In that wall, not far from the barn and the granary, a chatty family of field mice had their home.
But the farmers had moved away, the barn was abandoned, and the granary stood empty. And since winter was not far off, the little mice began to gather corn and nuts and wheat and straw. They all worked day and night. All—except Frederick.
"Frederick, why don't you work?" they asked.
"I do work," said Frederick. "I gather sun rays for the cold dark winter days."
And when they saw Frederick sitting there, staring at the meadow, the said, "And now, Frederick?" "I gather colors," answered Frederick simply. "For winter is gray."
And once, Frederick seemed half asleep. "Are you dreaming, Frederick?" they asked reproachfully. But Frederick said, "Oh no, I am gathering words. For the winter days are long and many, and we'll run out of things to say."
The winter days came, and when the first snow fell the five little field mice took to their hideout in the stones.
In the beginning, there was lots to eat, and the mice told stories of foolish foxes and silly cats. They were a happy family.
But little by little, they had nibbled up most of the nuts and berries, the straw was gone, and the corn was only a memory. It was cold in the wall and no one felt like chatting.
Then they remembered what Frederick had said about sun rays and colors and words. "What about your supplies, Frederick?" they asked.
"Close your eyes," said Frederick, as he climbed on a big stone. "Now I send you the rays of the sun. Do you feel how their golden glow..." And as Frederick spoke of the sun the four little mice began to feel warmer. Was it Frederick's voice? Was it magic?
"And how about the colors, Frederick?" they asked anxiously. "Close your eyes again," Frederick said. And when he told them of the blue periwinkles, the red poppies in the yellow wheat, and the green leaves of the berry bush, they saw the colors as clearly as if they had been painted in their minds.

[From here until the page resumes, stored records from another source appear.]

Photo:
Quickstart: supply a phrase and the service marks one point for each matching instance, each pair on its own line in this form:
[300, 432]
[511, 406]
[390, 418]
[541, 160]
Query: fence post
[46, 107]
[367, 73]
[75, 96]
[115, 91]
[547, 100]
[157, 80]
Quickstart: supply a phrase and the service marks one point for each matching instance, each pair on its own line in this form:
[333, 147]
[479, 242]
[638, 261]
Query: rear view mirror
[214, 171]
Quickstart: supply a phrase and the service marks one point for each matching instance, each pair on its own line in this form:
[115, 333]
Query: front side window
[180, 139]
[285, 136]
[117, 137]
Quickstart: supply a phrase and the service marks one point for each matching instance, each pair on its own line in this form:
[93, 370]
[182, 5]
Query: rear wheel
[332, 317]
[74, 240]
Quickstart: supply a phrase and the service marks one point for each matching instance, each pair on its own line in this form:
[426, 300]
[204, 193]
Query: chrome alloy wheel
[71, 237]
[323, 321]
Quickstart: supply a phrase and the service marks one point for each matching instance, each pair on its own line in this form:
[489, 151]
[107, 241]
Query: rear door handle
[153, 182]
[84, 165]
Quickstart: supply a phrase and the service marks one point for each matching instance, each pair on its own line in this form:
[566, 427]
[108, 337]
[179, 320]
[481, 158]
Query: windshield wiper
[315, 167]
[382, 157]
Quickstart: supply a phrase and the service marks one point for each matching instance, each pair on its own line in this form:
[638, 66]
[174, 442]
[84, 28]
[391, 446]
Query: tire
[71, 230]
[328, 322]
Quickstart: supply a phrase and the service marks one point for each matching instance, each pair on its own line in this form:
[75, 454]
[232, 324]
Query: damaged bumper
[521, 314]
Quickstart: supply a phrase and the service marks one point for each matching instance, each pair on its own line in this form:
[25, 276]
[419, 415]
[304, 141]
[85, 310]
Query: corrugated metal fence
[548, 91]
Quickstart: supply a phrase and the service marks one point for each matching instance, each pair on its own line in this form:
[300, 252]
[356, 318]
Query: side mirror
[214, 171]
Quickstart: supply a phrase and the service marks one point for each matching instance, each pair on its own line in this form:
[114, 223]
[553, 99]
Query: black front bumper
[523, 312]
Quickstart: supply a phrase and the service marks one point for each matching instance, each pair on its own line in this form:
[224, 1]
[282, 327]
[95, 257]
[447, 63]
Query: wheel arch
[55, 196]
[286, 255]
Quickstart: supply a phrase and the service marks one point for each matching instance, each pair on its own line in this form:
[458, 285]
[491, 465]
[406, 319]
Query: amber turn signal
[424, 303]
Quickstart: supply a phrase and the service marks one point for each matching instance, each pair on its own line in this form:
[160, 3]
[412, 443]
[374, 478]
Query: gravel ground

"And the words, Frederick?"
Frederick cleared his throat, waited a moment, and then, as if from a stage, he said:
"Who scatters snowflakes? Who melts ice?
Who spoils the weather? Who makes it nice?
Who grows the four-leaf clovers in June?
Who dims the daylight? Who lights the moon?
Four little mice who live in the sky.
Four little mice... like you and I.
One is the Springtime who turns on the showers.
One is the Summer who paints in the flowers.
The Fallmouse is next with walnuts and wheat.
And Winter is last... with cold little feet.
Aren't we lucky the seasons are four?
Think of a year with one less... or one more!"
When Frederick had finished, they all applauded. "But Frederick," they said. "You are a poet!"
Frederick blushed, took a bow, then said shyly, "I know it."